You may think bladder control problems are something that happen when you get older. The truth is that women of all ages have urine leakage. The problem is also called incontinence. Men leak urine too, but the problem is more common in women.

  • Many women leak urine when they exercise, laugh hard, cough, or sneeze.
  • Often women leak urine when they are pregnant or after they have given birth.
  • Women who have stopped having their periods—menopause—often report bladder control problems.
  • Female athletes of all ages sometimes have urine leakage during strenuous sports activities.

Kegel Exercises

Kegel (KAY-gul or KEY-gul) exercises strengthen the pelvic floor muscles, which support the uterus, bladder and bowel. If you do Kegel exercises regularly and keep your pelvic floor muscles toned, you may reduce your risk of incontinence and similar problems as you get older. Kegel exercises can also help you control urinary incontinence.

Learning how to perform Kegel exercises properly can be tricky. How do you know whether you're working the correct muscles?

When your pelvic floor muscles weaken, your pelvic organs descend and bulge into your vagina, a condition known as pelvic organ prolapse. The effects of pelvic organ prolapse range from uncomfortable pelvic pressure to leakage of urine or feces. Fortunately, Kegel exercises can strengthen pelvic muscles and delay or maybe even prevent pelvic organ prolapse.

Kegel exercises are recommended especially during pregnancy. Well-toned pelvic floor muscles may make you more comfortable as your due date approaches. You may be less likely to develop urine leakage — common near the end of pregnancy and prone to persist after you've given birth.

 

Aquaflex Vaginal Weights

Weights are a simple but effective exercise aid for treating female urinary stress incontinence and improving pelvic floor function.
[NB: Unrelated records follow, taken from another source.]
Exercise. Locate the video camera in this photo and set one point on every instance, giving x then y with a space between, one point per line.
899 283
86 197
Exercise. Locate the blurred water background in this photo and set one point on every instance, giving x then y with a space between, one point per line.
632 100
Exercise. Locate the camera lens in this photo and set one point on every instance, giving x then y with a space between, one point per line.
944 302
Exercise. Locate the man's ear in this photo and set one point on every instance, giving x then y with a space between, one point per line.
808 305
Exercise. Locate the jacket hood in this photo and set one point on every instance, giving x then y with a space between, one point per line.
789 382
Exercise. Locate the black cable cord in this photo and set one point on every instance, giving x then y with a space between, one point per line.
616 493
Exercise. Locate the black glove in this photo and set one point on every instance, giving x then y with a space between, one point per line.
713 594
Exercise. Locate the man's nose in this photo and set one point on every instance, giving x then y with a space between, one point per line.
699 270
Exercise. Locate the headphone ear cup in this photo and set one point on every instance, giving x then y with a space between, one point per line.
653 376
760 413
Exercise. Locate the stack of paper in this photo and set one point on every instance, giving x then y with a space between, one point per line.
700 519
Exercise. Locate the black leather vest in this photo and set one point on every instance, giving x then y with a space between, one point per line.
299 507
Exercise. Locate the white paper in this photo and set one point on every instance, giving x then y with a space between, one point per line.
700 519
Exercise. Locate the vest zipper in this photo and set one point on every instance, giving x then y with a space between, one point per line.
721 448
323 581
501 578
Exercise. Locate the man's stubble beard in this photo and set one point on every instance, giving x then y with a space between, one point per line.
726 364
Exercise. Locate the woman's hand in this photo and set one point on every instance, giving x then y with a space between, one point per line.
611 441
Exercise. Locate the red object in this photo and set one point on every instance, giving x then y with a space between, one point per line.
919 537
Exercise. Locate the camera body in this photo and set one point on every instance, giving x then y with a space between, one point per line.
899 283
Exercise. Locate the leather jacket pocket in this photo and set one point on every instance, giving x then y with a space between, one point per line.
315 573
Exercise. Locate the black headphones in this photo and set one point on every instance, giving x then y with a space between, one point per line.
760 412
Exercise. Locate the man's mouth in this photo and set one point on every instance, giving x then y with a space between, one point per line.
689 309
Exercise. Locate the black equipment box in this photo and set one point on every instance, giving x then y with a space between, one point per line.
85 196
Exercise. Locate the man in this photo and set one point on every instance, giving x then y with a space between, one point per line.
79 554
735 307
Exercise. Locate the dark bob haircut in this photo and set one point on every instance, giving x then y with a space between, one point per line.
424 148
Aquaflex adapts superbly to a wide range of physical conditions and levels of muscle tones which is one of the most versatile cone system available.

 For optimum results, a cone system with two sizes and a small increment of 5 g between weights is ideal. Doctors prescribe with confidence for most of their stress incontinence patients.

 Reasons to prescribe are:

- Easier and faster to teach pelvic floor muscle control.

- The patient does the therapy at home, reducing the number of clinic visits.

Theory of Operation
The Aquaflex method functions by causing the contraction of the pubococcygeus muscle in response to the presence of the weighted cone.

 This improves muscle recruitment and increases strength; both are essential for developing and maintaining continence control.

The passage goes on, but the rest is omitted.